Rituals of Resistance
by Paul Harvey
Phil has just posted on the new collection Souls of W. E. B. DuBois, edited by our own Ed Blum and Jason Young. As it happens, I was just finally getting to Professor Young's book, published by LSU Press in 2007, Rituals of Resistance: African Atlantic Religion in Kongo and the Lowcountry South in the Era of Slavery.
Young's work is part of a larger trend towards placing African American religious history within the larger context of the Atlantic world, or the African Atlantic. The excitement of this scholarship comes from its promise in moving behind stale debates and paradigms (such as the old Frazier versus Herskovits debate, or the "resistance" or "accommodationism" paradigms) by investigating the transmission of religious ideas and practices with geographic, cultural, and chronological specificity. John Thornton's work has been instrumental in this wave of scholarship, as has (from a very different, indeed conflicting, perspective) Michael Gomez's. What is most compelling about this scholarly discussion is placing African ideas of Christianity squarely into the mix that went into the making of the Atlantic religious world, which just gets more complicated and interesting the more it has been investigated in the last generation of scholarship. As Young puts it:
the prior exposure that some Kongolese captives had with Catholicism colored the subsequent encounter that New World slaves had with the mandate of Christian conversion in the Americas, thus complicating the ulimate meaning of Christian conversion. In Kongo, many converts believed that baptism offered a spiritual protection against not only death but also against the very real threat of being taken as a slave . . . others reinterpreted Christian theology to argue that Jesus was Kongolese and that Jerusalem was located in the capital of Kongo.

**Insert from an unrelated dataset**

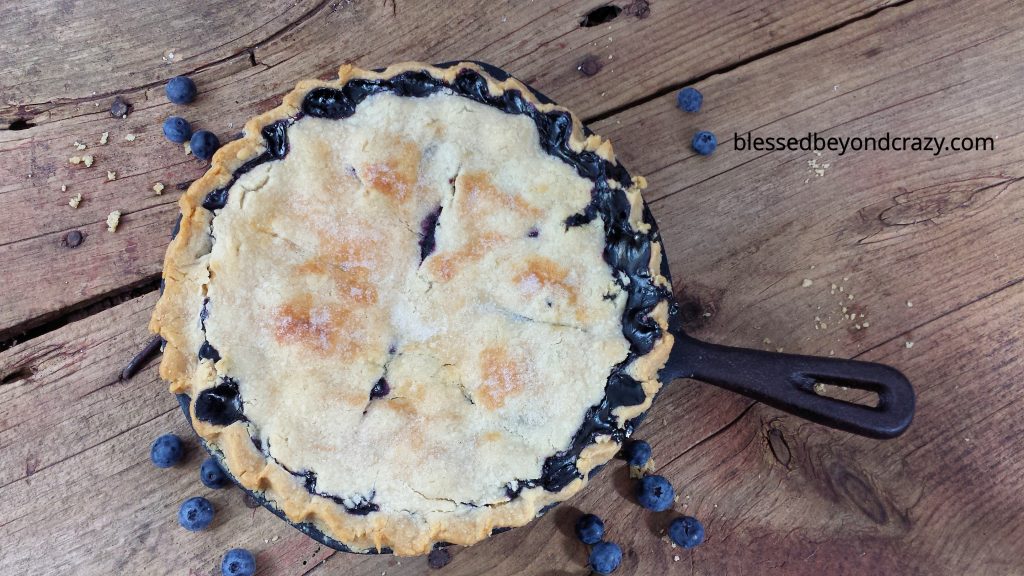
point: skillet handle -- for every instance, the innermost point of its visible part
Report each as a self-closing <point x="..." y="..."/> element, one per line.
<point x="786" y="381"/>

Here's a description of Young's book, from its webpage:
In Rituals of Resistance Jason R. Young explores the religious and ritual practices that linked West-Central Africa with the Lowcountry region of Georgia and South Carolina during the era of slavery. The choice of these two sites mirrors the historical trajectory of the transatlantic slave trade which, for centuries, transplanted Kongolese captives to the Lowcountry through the ports of Charleston and Savannah. Analyzing the historical exigencies of slavery and the slave trade that sent not only men and women but also cultural meanings, signs, symbols, and patterns across the Atlantic, Young argues that religion operated as a central form of resistance against slavery and the ideological underpinnings that supported it.
Through a series of comparative chapters on Christianity, ritual medicine, burial practices, and transmigration, Young details the manner in which Kongolese people, along with their contemporaries and their progeny who were enslaved in the Americas, utilized religious practices to resist the savagery of the slave trade and slavery itself. When slaves acted outside accepted parameters—in transmigration, spirit possession, ritual internment, and conjure—Young explains, they attacked not only the condition of being a slave, but also the systems of modernity and scientific rationalism that supported slavery. In effect, he argues, slave spirituality played a crucial role in the resocialization of the slave body and behavior away from the oppressions and brutalities of the master class. Young's work expands traditional scholarship on slavery to include both the extensive work done by African historians and current interdisciplinary debates in cultural studies, anthropology, and literature.
Drawing on a wide range of primary sources from both American and African archives, including slave autobiography, folktales, and material culture, Rituals of Resistance offers readers a nuanced understanding of the cultural and religious connections that linked blacks in Africa with their enslaved contemporaries in the Americas. Moreover, Young's groundbreaking work gestures toward broader themes and connections, using the case of the Kongo and the Lowcountry to articulate the development of a much larger African Atlantic space that connected peoples, cultures, languages, and lives on and across the ocean's waters.